How is Pernicious Anemia Diagnosed?
 CBC: to measure RBCs, hgb, hct
 Blood smear to look at RBC (will appear large and oval)
 Vitamin b12 level
 Intrinsic factor antibody assay
 Bone marrow aspiration and biopsy
Signs and Symptoms of Pernicious Anemia
Signs and symptoms may take a while to be noticed by the patient.
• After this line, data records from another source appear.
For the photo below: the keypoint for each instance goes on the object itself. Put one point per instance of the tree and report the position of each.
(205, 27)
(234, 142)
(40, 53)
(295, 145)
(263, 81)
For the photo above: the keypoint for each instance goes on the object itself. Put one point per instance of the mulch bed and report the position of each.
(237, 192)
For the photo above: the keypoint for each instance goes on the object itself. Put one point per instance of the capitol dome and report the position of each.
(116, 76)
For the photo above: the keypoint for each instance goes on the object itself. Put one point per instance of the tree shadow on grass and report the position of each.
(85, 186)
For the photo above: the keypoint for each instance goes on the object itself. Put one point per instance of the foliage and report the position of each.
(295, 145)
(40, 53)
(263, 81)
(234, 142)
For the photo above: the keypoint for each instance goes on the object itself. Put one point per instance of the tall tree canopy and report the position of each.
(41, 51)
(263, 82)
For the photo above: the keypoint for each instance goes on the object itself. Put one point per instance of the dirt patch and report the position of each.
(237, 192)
*=most common in pernicious anemia

Remember the mnemonic: Pernicious

Pale

Energy gone (very fatigued)*


Red, smooth tongue*

Numbness or tingling in hands and feet*

Intestinal issues (abdominal bloating, diarrhea/constipation, indigestion)

Confusion

Increased sadness (depression)

lOss of appetite (taste changes and weight loss)

Unsteady gait (clumsy)

Shortness of breath with activity

Nursing Interventions for Pernicious Anemia


Goal replace vitamin b 12 (patient can’t receive vitamin b 12 from food…so they will need it a
different route)

 Administer vitamin b 12 injections (intramuscular….not orally because they aren’t absorbing


it in the GI system) as ordered by doctor. Regime is usually weekly at first and then monthly for
maintenance (for lifetime)….if severe anemia will need blood transfusion
 Educated on safety: due to risk of injuries from unsteady gait…more clumsy from the
paresthesia
 Educate about importance of eating enough foods with iron, vitamin C, and folic acid because
these nutrients play a role in red blood cell production as well.
 Maintain good oral hygiene due to changes to tongue.